“Regulatory updates typically lag behind emerging threats by one to two years, meaning institutions often find themselves ahead of formal guidance.”
Cy Sturdivant Principal, Forvis Mazars US
Regulation has long been a driving force behind cyber security investment in banking. In the EU, the Digital Operational Resilience Act (DORA) has reshaped the landscape significantly, introducing mandatory incident reporting requirements and compelling institutions to strengthen resilience and minimise financial risk through proactive risk management. Many banks are still in the process of aligning their existing risk frameworks, sophisticated as they may be, with DORA's new standards.
Information sharing has emerged as a key priority under this regulatory environment. The more readily institutions share intelligence about incidents and attack methods, the better the sector's collective defences become. This collaborative mindset, once rare, is increasingly seen as essential. This shift has become even more important given the pace of innovation in the technology sector, which is providing threat actors with access to tooling like AI, and soon quantum computing, capabilities that current compliance frameworks do not yet fully address.
The relationship between regulation and security is not without tension, of course. Compliance can drive innovation, but it can also constrain it, demanding exhaustive sign-off processes and box ticking at a time when the threat landscape is moving faster than ever. This creates a widening gap between regulatory expectations and the operational realities of cyber defence.

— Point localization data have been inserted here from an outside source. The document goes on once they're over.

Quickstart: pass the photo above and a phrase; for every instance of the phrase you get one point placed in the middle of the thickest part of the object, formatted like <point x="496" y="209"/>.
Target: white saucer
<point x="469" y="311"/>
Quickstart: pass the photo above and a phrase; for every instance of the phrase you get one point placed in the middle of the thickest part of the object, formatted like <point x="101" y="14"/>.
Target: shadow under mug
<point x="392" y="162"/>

Banking presents a uniquely broad attack surface. Phishing, ransomware, CEO impersonation fraud and credential theft are among the most common attack types and the sophistication of these campaigns continues to grow. In addition, unlike many industries, financial institutions must defend not only their own business IT infrastructure but also the consumer endpoints through which millions of customers interact with their services daily. This dual exposure increases both the complexity and volume of potential vulnerabilities.

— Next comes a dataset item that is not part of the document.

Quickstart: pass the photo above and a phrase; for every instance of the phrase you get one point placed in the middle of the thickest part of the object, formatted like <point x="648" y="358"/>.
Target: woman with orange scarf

Legacy systems remain a persistent vulnerability. Migrating to cloud services while maintaining the stringent security requirements the sector demands is a complex, time-consuming process and the transition period itself introduces new risks. Add to this the challenge of managing supply chains that may include thousands of third-party suppliers, often with inconsistent security maturity, and the scope of the problem becomes clear.
Penetration testing is a well-established practice in banking, but it has its limits. Testing can be conducted internally but extending it to customer endpoints raises sensitivity concerns that make comprehensive testing difficult. This places a premium on customer education as a risk management strategy itself as customers become an extension of the institution’s security perimeter.
For larger institutions in particular, the pressure to innovate is intense and nowhere more so than around artificial intelligence (AI) which was reported as the number one external factor impacting financial institutions in 2026. AI is evolving quickly enough that even well-resourced banks are struggling to anticipate and prepare for emerging threats. Two-factor authentication, long considered a reliable safeguard, faces new vulnerabilities as the platforms that support it, including widely used email services, become targets in their own right. This erosion of trust in once‑dependable controls is forcing institutions to reconsider long‑established security assumptions.
Quantum computing presents a longer-term but significant concern, particularly for a sector that attracts some of the most sophisticated attacks in the world. The prospect of quantum-enabled password cracking throws the entire consumer authentication model into question. Preparing for a post‑quantum environment is no longer an academic exercise but a strategic necessity.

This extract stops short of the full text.